Les racoleurs de la République

Relève générationnelle au sein de la classe politique sénégalaise ! Le président Abdoulaye Wade ne l’aurait-il pas dit, qu’elle aurait forcément lieu. Les Sénégalais nés avec l’indépendance de notre pays, et qui vont aujourd’hui sur leur demi-siècle d’existence, n’ont connu que cette clique politique. Marquée par la fin sibylline des idéologies.
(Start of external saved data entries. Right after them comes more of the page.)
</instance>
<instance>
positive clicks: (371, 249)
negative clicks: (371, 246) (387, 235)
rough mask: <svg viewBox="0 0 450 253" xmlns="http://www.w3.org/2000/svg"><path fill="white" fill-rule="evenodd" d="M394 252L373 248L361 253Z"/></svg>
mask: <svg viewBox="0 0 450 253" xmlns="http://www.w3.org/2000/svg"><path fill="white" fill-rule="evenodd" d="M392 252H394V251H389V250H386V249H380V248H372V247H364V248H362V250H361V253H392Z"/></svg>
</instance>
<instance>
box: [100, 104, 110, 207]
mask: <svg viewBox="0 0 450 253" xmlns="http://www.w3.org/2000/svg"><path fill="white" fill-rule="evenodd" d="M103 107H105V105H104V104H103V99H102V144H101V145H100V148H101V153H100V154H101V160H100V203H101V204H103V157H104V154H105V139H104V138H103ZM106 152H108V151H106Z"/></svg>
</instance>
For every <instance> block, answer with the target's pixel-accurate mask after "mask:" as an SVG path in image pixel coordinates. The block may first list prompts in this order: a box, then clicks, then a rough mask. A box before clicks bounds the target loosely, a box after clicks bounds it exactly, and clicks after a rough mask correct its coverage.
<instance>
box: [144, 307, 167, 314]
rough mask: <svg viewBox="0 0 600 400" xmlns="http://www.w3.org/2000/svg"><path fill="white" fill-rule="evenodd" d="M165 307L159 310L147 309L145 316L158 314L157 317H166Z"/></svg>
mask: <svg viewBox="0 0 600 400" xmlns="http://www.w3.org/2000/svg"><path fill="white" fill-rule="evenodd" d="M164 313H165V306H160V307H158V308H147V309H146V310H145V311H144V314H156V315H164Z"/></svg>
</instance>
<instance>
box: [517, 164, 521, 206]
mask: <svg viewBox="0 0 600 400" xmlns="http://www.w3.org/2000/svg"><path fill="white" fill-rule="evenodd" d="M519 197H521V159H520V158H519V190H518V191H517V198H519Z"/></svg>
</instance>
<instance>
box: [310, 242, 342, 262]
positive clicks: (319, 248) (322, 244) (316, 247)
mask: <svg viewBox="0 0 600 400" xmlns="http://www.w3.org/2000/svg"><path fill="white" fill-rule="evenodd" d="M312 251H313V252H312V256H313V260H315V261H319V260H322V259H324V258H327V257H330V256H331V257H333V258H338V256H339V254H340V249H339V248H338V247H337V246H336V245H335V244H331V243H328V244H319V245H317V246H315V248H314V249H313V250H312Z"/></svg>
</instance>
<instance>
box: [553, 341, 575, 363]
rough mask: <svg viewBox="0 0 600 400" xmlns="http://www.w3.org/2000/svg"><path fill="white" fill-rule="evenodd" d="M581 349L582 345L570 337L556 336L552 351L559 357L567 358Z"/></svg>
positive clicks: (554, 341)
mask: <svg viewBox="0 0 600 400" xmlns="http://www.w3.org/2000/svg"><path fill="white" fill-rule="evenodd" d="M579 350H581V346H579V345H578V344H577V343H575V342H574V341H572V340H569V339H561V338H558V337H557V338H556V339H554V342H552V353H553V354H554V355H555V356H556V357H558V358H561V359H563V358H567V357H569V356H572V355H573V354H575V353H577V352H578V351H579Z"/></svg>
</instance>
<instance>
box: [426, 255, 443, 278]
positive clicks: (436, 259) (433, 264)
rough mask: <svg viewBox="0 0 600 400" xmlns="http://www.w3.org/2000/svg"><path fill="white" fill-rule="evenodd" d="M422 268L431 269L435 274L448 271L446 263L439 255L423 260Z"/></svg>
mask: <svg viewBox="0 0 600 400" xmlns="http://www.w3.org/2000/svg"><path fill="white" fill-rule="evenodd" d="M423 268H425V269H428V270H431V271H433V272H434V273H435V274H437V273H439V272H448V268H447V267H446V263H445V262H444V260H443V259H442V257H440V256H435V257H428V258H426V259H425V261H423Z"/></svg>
De toutes les idéologies. Mensonges de gauche, ils sont tous de droite. Au Sénégal, l’idéologie politique a été irrémédiablement caduque avec la fin du magistère de Léopold Sédar Senghor. Depuis lors, sur le champ politique, on sait qui est qui et qui a fait quoi. Le président Abdoulaye Wade aurait-il épousé à la lettre les théories de John Meynard Keynes qu’il ne figurerait jamais comme ministre d’Etat dans le gouvernement du président Abdou Diouf. A dire vrai, le président Abdoulaye Wade a toujours été un travailliste avec des armes carrément à gauche. Sans jamais avoir été convaincu par Lénine, il a toujours été plus à l’aise avec celui-ci, qu’avec Keynes. Sur le plan de l’idéologie politique, où faut-il situer tous ces autres qui se bousculent actuellement sur le champ politique ? Tous ceux-là qui y sont depuis bientôt un siècle ?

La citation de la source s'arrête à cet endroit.